Namaku Reyna. Kudengar guntur yang menggelegar di luar sana. Tetapi papa menyuruhku pergi sekarang juga. Dia menyeretku keluar rumah dengan kasar. Membuatku merasa kesakitan.
"Papa kok tega sih? Aku anak papa lho!" ucapku setelah berhasil melepaskan cengkeramannya.
"Ini hukuman buat kamu! Pergi sekarang! Sopir pribadi papa akan mengantar kamu ke sana." Papa berbicara dengan tone dingin dan sedikit bentakan.
Dia melempar tas dan koperku ke dalam mobil. Dan seorang sopir telah bersiap membuka pintu mobil untukku. Guntur masih terus menggelegar. Awan hitam berputar-putar. Petir menyambar-nyambar. Seolah sudah tak sabar untuk menurunkan hujan.
Aku termenung. Serius papa akan mengirimkan aku ke rumah itu?
Rintik hujan mulai turun. Tes... Tes... Seolah itulah yang memaksaku untuk masuk ke dalam mobil. Tanpa keinginan, tanpa ada harapan, aku melangkahkan kaki memasuki mobil. Sopir pun menutup pintu.
Kaca mobil masih menampakkan bayang-bayang wajah papa yang berdiri di luar sana. Dengan raut wajah menahan amarah. Ia membiarkan hujan mengguyur tubuhnya begitu saja.
Aku tidak mengerti, orang itu menghukumku seenaknya. Apalagi sekarang bukan main-main. Dia akan mengirimkan ke suatu tempat yang bahkan tak ingin didatangi oleh siapapun. Layaknya neraka, dia mengirimku sebagai hukuman dari kesalahanku.
Perjalananku diiringi dengan guyuran hujan. Awan hitam tebal yang tak kunjung memudar. Entah hanya perasaanku saja atau memang benar, semakin dekat dengan lokasi, gumpalan awan hitam itu semakin tebal. Seolah berpusat pada sesuatu.
Aku melihat angin yang berhembus menerpa rintikan hujan. Sepertinya hujan di sini lebat sekali. Kami tiba di tempat itu. Sopir turun dari mobil membawa payung untuk membukakan pintu gerbang tua yang sudah karatan.
Guntur menggelegar seolah memberi peringatan. Firasatku buruk tentang ini. Di hadapan kami, sebuah rumah berlantai tiga berdiri dengan kokoh. Namun cat rumah itu mulai mengelupas. Dinding-dindingnya mulai ditumbuhi tanaman berduri.
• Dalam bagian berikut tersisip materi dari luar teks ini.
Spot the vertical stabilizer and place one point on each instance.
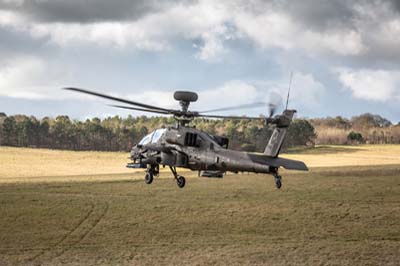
(282, 123)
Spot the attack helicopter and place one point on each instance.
(184, 146)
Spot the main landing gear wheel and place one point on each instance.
(278, 181)
(180, 181)
(148, 178)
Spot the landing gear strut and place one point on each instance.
(180, 180)
(151, 171)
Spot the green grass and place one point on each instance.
(329, 216)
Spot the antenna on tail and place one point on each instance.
(290, 85)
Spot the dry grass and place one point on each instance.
(328, 216)
(40, 165)
(330, 156)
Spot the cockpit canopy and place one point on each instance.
(153, 137)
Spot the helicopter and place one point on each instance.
(185, 146)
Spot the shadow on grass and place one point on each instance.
(322, 150)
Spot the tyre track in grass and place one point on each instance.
(78, 233)
(58, 243)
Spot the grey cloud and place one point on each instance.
(85, 11)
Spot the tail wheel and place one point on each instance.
(180, 181)
(148, 178)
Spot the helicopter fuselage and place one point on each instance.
(190, 148)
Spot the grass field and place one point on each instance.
(99, 213)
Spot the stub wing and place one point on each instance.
(279, 162)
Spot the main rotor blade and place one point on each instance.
(243, 106)
(140, 109)
(120, 100)
(232, 117)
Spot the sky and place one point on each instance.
(344, 55)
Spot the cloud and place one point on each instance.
(26, 77)
(371, 85)
(334, 27)
(88, 11)
(271, 29)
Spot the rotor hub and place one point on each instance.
(185, 98)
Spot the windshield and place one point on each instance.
(147, 139)
(157, 135)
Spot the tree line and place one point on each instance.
(120, 134)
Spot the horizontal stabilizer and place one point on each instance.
(290, 164)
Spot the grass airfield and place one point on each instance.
(83, 208)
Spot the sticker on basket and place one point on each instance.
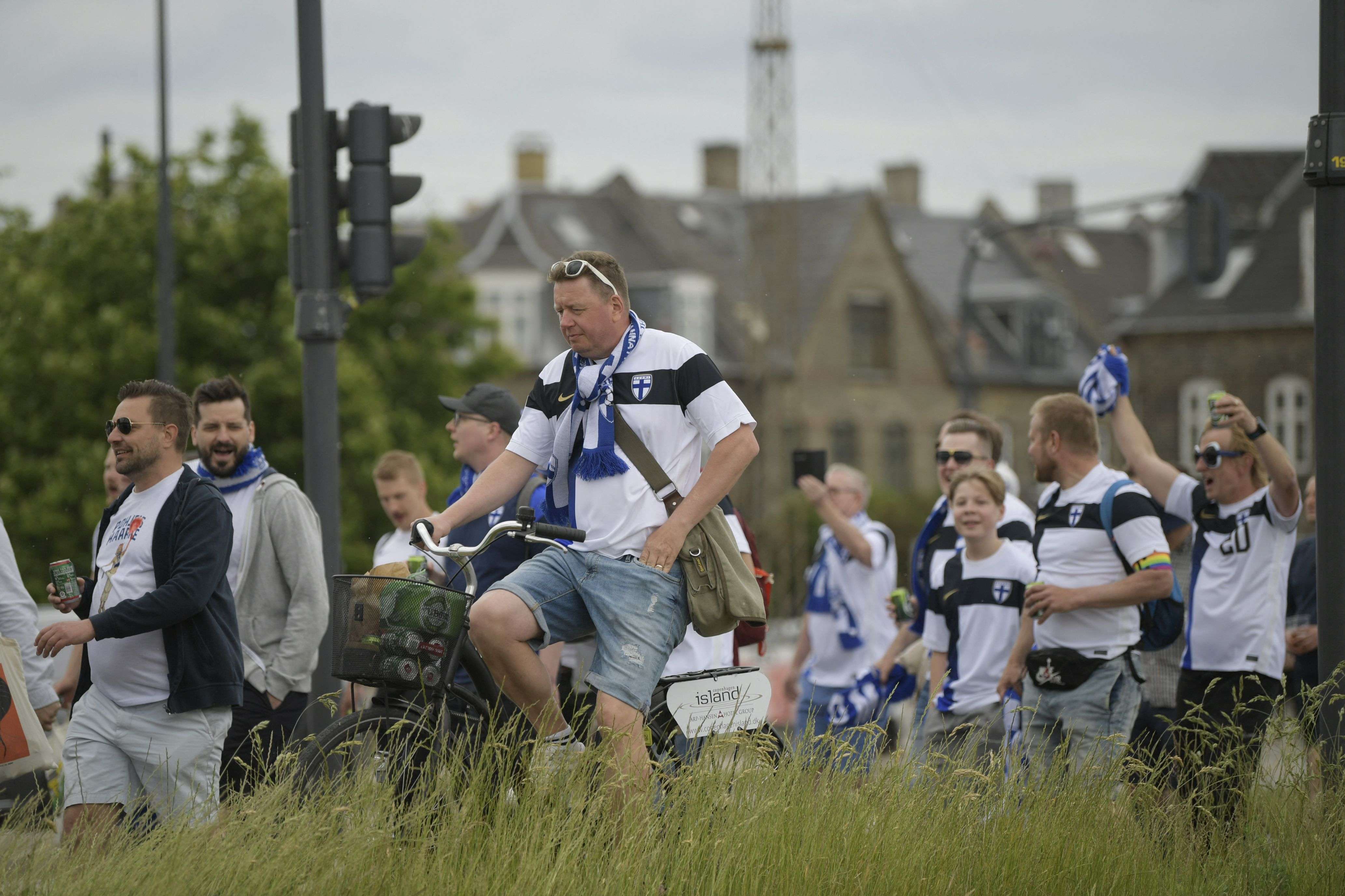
(716, 706)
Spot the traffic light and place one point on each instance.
(335, 190)
(1207, 236)
(374, 249)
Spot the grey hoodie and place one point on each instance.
(282, 594)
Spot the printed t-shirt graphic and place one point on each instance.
(132, 671)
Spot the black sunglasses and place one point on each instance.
(1214, 456)
(961, 457)
(124, 426)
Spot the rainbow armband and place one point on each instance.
(1161, 561)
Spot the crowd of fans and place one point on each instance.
(1036, 636)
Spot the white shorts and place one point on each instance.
(130, 754)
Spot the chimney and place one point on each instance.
(903, 184)
(531, 162)
(721, 167)
(1054, 199)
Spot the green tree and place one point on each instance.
(78, 319)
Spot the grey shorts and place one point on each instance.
(638, 614)
(124, 755)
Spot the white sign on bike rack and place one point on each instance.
(715, 706)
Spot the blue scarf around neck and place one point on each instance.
(248, 472)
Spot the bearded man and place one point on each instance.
(275, 573)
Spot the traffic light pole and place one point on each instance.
(319, 319)
(1329, 365)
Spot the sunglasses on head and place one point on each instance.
(1214, 456)
(124, 426)
(576, 266)
(961, 457)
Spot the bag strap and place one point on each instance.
(1105, 512)
(644, 460)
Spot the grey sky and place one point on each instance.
(986, 96)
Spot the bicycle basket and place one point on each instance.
(391, 632)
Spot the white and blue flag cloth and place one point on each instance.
(1106, 379)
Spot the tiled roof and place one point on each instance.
(1269, 292)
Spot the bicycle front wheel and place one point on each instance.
(385, 746)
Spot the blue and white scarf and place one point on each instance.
(247, 473)
(825, 596)
(592, 406)
(867, 698)
(1106, 379)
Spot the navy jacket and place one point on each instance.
(191, 601)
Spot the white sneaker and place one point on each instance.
(552, 758)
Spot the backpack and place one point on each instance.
(747, 633)
(1161, 620)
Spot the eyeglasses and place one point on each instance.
(1214, 456)
(576, 266)
(124, 426)
(961, 457)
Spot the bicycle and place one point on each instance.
(411, 730)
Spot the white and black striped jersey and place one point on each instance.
(974, 618)
(1074, 553)
(1017, 527)
(1239, 579)
(673, 397)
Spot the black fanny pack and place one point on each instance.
(1061, 668)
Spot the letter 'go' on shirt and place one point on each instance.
(1239, 579)
(1074, 551)
(131, 671)
(673, 397)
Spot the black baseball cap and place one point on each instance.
(487, 401)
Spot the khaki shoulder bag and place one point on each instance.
(720, 589)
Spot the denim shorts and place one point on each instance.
(638, 614)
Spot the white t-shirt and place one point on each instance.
(1239, 579)
(397, 546)
(131, 671)
(864, 593)
(673, 397)
(974, 618)
(699, 653)
(1074, 551)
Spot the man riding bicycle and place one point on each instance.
(623, 584)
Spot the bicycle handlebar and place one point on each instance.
(548, 531)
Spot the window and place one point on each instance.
(871, 332)
(1047, 338)
(1289, 417)
(896, 457)
(845, 442)
(1194, 415)
(656, 307)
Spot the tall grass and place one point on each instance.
(721, 828)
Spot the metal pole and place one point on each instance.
(319, 319)
(165, 261)
(1329, 365)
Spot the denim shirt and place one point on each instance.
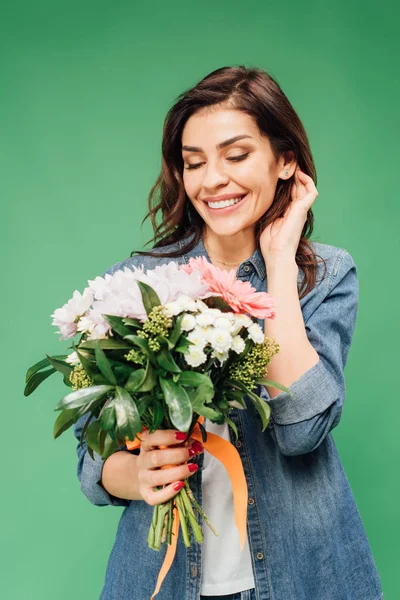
(306, 536)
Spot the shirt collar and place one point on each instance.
(256, 259)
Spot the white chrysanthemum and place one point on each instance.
(195, 356)
(223, 323)
(238, 344)
(172, 309)
(205, 318)
(73, 359)
(172, 282)
(188, 322)
(66, 318)
(256, 333)
(197, 337)
(221, 356)
(94, 325)
(220, 340)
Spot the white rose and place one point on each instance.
(188, 322)
(223, 323)
(238, 344)
(197, 337)
(220, 340)
(195, 356)
(256, 333)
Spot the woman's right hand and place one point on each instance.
(166, 465)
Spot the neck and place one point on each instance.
(229, 249)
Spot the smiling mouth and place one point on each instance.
(225, 203)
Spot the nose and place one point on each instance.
(214, 176)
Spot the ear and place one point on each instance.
(287, 163)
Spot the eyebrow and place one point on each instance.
(220, 146)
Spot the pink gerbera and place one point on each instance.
(240, 295)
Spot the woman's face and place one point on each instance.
(244, 168)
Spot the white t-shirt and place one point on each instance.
(226, 569)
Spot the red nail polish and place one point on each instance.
(197, 446)
(178, 486)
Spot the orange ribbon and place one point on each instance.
(230, 458)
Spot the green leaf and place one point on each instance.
(64, 420)
(128, 418)
(158, 416)
(176, 331)
(143, 344)
(110, 446)
(149, 296)
(105, 344)
(150, 379)
(132, 322)
(274, 384)
(194, 379)
(135, 380)
(83, 396)
(143, 403)
(87, 361)
(60, 365)
(36, 379)
(233, 427)
(178, 402)
(117, 324)
(108, 417)
(166, 361)
(104, 365)
(92, 436)
(42, 364)
(204, 393)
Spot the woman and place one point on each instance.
(237, 186)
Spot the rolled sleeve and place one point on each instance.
(301, 422)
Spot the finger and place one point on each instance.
(162, 437)
(154, 497)
(167, 476)
(174, 455)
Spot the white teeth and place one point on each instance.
(224, 203)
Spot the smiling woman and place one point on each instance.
(237, 186)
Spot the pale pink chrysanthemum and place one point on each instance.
(241, 296)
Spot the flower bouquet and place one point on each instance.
(160, 349)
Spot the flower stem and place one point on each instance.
(198, 534)
(198, 507)
(183, 522)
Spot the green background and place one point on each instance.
(85, 87)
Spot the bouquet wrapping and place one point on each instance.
(162, 349)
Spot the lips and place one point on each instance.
(221, 209)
Bahkan lantainya sangat kotor. 'Mereka' menyebutnya penginapan. Tetapi bagiku ini lebih seperti rumah terbengkalai. Rumah yang mungkin saja telah dihuni makhluk astral. Seperti rumor yang beredar.
"Silahkan turun dari mobil, Nona." Sopir membukakan pintu untukku. Juga memberikan payung kepadaku.
Sementara dia memindahkan barang-barangku, aku disuruh masuk ke dalam rumah aneh itu sendirian. Kubuka dua pintu yang berdiri sejajar. Kriet...
Lantainya benar-benar kotor. Daun-daun kering berserakan. Masuk dari jendela yang terbuka. Entah siapa yang membukanya. Padahal rumah ini tidak berpenghuni sebelumnya.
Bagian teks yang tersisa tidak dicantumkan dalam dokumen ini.